I have been thinking along these same lines for several months now although I worded a little bit differently. I agree that the average American worker is increasing living as a debt serf. Increasingly they live from one paycheck to the next. This makes job changes and increased wage demands a risky career choice. It follows that the average American worker must rebalance both their spending habits and the debt portion of their assets. This implies that the consumer driven economy must decline and a manufacturing or export driven economy must pick up the slack. It also implies that there is a bubble in financial market driven by the derivative/insurance instruments. Unlike the stock and bond markets the securitization market appears to be very inefficient market as demonstrated by the collapse of the mortgage securitization market. Until these “derivative” markets are recognized as risky and containing many poor performing investments, investing in businesses that make “stuff that people want” will be a low priority.

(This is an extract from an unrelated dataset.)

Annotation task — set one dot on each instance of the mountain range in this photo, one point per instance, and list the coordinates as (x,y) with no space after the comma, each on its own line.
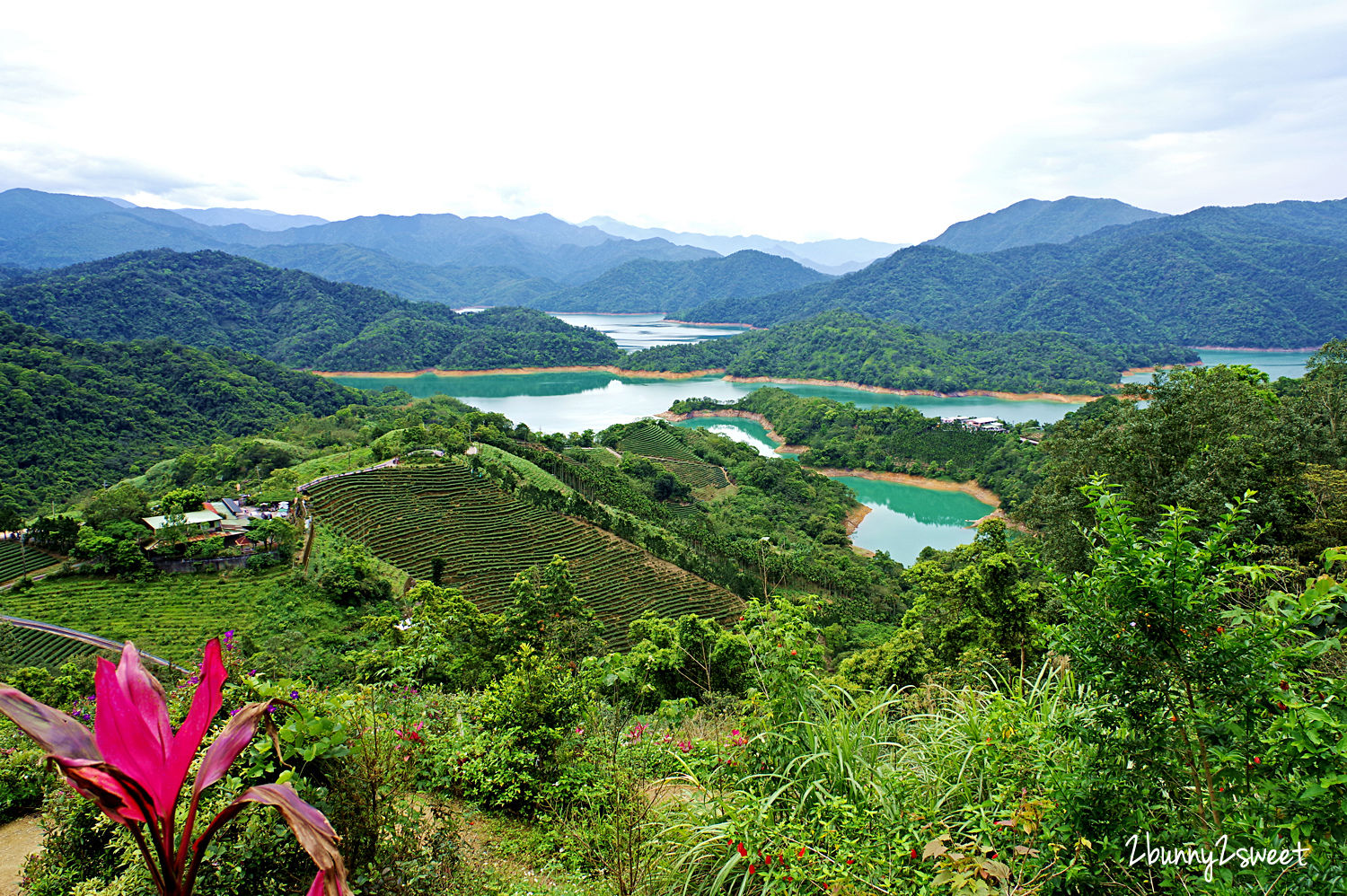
(827,256)
(207,299)
(1269,275)
(1031,221)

The key feature of financialization is that the outsized profits and opportunities come not from producing goods and services but from leveraging, borrowing, obscuring risk and gaming widely ignored regulations. Banks made money not from prudent loans but from taking $1 in deposits and originating $50 of risk-laden loans from that paltry capital. Wall Street reaped billions by packaging high-risk mortgages as “low-risk” investments.
The housing bubble offered the ambitious debt serf a rare opportunity to lie and leverage just like Wall Street. Anyone with sufficient chutzpah could buy a number of houses with no-document “liar loans” with option-adjustable rate loans at super-low rates of interest, hold the homes for a few months and then flip them for profits.